The Hoosiers’ next good season: 2024. A coaching change (to Curt Cignetti) and a roster flip have completely reversed IU’s fortunes. The Hoosiers are 10-0 for the first time; they are a modern turnaround story in terms of just how much you can change in a short amount of time. (The changes aren’t guaranteed to work — just ask 2024 Florida State — but there are new opportunities on the table now.)
Obviously an exercise like this is more anecdotal than scientific.
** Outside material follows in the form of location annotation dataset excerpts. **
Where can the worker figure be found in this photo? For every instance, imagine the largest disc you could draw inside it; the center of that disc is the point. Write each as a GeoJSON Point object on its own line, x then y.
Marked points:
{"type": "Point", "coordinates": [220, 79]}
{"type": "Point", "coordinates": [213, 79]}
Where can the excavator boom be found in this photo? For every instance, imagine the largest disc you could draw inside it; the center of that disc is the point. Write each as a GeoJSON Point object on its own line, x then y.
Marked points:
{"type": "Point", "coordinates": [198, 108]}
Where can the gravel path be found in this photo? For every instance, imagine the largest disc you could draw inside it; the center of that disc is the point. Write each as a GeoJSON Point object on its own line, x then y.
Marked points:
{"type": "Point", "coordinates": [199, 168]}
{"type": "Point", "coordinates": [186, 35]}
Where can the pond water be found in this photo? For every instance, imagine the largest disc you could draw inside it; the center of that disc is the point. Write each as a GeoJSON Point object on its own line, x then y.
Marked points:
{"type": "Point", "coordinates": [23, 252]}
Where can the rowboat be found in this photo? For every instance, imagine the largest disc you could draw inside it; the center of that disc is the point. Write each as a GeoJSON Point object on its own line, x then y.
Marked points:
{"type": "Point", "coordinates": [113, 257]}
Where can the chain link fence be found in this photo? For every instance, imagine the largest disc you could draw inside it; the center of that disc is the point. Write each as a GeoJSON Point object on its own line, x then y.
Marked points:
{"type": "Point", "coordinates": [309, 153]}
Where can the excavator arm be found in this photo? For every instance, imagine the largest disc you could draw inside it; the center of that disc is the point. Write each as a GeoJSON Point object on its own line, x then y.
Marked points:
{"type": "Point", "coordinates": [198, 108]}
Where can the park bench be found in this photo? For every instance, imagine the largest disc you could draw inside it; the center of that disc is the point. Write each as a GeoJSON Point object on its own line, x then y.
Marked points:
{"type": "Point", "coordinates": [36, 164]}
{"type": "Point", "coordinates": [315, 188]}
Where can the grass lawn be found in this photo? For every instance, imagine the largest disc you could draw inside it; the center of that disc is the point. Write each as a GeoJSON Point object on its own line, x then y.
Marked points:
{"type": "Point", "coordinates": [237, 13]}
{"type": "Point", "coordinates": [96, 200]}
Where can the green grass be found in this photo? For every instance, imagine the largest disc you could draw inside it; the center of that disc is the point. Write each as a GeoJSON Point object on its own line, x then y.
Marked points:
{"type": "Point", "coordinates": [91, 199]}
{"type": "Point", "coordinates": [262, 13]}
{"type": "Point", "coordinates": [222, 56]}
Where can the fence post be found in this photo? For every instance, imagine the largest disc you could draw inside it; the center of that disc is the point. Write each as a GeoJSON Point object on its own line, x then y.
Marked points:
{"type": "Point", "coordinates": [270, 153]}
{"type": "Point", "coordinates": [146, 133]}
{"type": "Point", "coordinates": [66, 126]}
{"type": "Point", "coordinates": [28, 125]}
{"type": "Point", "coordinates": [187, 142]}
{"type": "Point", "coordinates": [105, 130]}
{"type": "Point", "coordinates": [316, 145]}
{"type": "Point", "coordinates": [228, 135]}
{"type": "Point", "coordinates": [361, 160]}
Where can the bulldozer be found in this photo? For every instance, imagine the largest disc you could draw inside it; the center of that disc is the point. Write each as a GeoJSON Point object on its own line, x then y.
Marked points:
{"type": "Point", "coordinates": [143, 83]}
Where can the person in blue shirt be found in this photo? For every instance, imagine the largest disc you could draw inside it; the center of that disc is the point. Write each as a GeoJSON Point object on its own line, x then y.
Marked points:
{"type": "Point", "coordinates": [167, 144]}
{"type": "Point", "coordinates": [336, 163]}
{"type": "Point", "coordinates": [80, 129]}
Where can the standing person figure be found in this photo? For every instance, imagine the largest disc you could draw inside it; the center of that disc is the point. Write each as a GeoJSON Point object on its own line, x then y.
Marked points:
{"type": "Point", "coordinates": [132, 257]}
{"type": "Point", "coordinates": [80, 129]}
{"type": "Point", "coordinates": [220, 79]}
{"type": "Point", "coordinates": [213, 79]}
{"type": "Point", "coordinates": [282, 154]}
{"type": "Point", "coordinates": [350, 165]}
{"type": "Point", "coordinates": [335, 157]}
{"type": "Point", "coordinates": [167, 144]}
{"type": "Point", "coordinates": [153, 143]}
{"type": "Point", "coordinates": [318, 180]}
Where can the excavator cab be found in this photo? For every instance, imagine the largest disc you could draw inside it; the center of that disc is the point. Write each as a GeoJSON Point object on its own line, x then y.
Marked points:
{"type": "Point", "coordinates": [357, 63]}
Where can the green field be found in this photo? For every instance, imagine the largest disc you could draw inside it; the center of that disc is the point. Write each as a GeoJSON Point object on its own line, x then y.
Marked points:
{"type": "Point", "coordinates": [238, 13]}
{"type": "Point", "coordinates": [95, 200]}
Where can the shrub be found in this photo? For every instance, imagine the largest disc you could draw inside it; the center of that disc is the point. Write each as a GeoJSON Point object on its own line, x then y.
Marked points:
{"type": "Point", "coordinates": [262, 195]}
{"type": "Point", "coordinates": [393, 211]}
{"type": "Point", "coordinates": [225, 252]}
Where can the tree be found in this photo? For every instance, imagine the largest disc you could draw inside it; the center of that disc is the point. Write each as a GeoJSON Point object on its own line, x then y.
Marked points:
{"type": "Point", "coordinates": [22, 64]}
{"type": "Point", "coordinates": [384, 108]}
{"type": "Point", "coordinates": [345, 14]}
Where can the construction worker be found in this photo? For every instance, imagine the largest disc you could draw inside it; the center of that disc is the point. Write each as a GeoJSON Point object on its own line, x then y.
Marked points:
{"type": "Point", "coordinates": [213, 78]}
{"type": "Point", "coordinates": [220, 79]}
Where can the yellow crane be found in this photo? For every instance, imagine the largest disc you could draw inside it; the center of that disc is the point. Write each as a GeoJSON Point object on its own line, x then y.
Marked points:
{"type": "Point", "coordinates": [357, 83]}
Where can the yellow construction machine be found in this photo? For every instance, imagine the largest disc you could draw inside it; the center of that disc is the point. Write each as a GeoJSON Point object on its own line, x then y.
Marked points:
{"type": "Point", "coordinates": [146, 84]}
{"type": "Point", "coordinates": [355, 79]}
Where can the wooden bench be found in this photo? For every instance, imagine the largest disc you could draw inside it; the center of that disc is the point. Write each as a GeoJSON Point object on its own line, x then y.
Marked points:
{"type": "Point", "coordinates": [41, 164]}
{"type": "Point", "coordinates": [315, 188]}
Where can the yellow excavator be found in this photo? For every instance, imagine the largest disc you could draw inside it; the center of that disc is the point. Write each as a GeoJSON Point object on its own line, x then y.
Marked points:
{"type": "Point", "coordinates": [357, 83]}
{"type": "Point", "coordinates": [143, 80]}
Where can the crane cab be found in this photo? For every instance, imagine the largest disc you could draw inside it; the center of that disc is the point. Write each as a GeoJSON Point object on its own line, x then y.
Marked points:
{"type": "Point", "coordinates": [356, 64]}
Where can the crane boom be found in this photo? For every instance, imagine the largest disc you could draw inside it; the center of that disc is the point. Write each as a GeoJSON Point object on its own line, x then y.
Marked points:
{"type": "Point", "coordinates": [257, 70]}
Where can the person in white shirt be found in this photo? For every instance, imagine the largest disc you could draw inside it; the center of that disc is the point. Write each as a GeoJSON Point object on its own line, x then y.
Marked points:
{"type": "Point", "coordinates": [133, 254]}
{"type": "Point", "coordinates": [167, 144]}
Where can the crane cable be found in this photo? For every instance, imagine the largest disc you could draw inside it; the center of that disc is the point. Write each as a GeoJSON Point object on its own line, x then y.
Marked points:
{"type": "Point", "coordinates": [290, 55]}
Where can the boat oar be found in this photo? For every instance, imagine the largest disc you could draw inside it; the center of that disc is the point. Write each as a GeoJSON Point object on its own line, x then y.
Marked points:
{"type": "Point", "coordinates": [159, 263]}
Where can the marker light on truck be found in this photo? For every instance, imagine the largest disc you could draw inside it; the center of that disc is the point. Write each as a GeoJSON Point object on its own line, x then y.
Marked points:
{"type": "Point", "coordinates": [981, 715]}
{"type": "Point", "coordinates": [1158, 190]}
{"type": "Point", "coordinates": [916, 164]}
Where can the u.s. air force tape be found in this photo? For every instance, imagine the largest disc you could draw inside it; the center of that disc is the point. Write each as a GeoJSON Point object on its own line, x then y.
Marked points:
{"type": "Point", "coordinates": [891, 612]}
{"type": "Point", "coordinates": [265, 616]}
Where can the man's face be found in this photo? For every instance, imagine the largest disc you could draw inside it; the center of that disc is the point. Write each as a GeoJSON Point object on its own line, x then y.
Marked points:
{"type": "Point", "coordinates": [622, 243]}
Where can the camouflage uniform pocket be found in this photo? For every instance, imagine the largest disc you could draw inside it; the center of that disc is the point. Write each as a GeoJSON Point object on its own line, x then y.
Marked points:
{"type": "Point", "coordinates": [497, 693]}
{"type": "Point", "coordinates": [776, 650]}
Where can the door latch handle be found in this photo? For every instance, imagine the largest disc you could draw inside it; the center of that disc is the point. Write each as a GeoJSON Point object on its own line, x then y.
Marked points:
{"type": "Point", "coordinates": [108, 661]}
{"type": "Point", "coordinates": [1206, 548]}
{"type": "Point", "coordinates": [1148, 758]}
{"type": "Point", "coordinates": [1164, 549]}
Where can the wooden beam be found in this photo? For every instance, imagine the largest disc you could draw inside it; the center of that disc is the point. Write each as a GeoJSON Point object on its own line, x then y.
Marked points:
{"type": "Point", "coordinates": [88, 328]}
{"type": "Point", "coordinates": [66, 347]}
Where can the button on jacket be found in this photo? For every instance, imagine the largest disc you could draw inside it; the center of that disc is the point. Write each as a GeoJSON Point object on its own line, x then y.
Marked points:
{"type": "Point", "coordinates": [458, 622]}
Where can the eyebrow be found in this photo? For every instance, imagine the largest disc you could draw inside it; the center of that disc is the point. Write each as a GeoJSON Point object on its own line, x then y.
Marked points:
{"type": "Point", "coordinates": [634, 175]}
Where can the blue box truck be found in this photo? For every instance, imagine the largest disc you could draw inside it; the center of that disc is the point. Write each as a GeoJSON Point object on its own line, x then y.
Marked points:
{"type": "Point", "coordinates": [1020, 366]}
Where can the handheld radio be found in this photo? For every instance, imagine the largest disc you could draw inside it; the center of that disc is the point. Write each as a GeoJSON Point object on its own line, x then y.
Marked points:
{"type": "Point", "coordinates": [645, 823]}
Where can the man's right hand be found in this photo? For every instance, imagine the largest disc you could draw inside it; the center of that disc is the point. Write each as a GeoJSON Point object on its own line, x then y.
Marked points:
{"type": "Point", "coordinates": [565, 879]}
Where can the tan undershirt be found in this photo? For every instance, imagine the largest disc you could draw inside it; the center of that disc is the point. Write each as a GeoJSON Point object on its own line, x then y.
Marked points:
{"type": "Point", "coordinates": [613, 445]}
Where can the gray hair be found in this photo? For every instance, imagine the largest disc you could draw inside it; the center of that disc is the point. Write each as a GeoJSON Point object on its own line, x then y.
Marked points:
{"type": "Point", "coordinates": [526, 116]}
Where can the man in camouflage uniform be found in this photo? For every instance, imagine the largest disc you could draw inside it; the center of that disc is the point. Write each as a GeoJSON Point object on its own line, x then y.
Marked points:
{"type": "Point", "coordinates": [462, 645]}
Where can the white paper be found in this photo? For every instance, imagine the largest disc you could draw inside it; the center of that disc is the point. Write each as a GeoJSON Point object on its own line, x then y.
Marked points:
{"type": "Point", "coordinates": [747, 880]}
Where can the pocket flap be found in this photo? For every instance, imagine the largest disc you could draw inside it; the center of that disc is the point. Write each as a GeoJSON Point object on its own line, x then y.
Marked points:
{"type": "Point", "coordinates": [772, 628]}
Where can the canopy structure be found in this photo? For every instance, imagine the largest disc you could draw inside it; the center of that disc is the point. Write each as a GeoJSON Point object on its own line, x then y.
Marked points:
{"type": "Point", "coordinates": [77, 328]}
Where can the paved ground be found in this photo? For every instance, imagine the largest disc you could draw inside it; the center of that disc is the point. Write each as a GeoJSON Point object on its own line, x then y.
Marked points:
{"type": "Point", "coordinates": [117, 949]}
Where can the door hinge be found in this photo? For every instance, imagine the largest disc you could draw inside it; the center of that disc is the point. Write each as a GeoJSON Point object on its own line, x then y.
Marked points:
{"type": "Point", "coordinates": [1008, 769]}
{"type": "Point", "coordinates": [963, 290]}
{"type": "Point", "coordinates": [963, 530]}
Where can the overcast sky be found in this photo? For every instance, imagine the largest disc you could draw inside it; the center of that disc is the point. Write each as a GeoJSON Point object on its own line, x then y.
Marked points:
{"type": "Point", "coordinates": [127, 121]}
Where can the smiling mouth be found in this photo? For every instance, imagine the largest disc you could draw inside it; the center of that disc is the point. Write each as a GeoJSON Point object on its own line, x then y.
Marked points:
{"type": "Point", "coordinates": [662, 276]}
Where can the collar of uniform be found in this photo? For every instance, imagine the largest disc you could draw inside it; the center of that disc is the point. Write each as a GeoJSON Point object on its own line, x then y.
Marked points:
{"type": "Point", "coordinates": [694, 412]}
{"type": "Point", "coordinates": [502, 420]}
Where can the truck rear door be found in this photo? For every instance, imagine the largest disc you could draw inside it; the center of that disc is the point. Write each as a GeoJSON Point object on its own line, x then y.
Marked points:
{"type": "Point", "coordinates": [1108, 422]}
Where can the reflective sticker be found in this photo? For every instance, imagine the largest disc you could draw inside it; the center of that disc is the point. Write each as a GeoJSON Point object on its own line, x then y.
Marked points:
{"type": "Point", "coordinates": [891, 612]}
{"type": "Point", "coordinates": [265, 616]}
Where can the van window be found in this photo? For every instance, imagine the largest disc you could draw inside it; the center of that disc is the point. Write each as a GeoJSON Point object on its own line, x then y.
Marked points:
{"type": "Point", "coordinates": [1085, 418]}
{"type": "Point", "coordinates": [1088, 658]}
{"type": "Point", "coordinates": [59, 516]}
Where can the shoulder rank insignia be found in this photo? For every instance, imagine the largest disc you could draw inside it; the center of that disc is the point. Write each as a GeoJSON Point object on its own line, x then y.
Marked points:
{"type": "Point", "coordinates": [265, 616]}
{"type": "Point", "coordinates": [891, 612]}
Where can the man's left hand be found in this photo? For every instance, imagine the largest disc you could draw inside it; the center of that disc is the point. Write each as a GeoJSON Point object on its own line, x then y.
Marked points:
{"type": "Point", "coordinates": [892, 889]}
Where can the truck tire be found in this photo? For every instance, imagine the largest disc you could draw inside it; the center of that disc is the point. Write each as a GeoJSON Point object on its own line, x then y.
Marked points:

Both collapses and rebounds are potentially easier, for better or worse, in an era with greater roster flexibility and potential turnover, and just because it took Hayden Fry a while to get SMU going again in the 1960s doesn’t necessarily mean much for Mike Norvell.
Still, from the old “history doesn’t repeat itself, but it does rhyme” perspective, it is perhaps noteworthy that of the 10 teams above, only one rebounded immediately (1986 Boston College), but six had bounced back within three years, including six of the seven most recent examples. Only four of those six rapid rebounds happened with the same coach in charge, and each of the two examples from this decade turned around immediately with a new coach. Even Louisville, which crumbled so thoroughly to the ground in Bobby Petrino’s final season, bounced straight back to 8-5 the next season under Scott Satterfield.
Florida State probably isn’t going to be this horrendously awful for long, in other words. It was almost impossible for this to happen once — this genuinely is one of the greatest collapses this very old sport has ever seen — and it probably won’t happen again. But the odds of a full rebound under Norvell aren’t great either. He will bring new assistants and, most likely, another large transfer class to Tallahassee in 2025, but the collapse exposed a level of fragility within the program that might eventually require a head-coaching change to completely fix.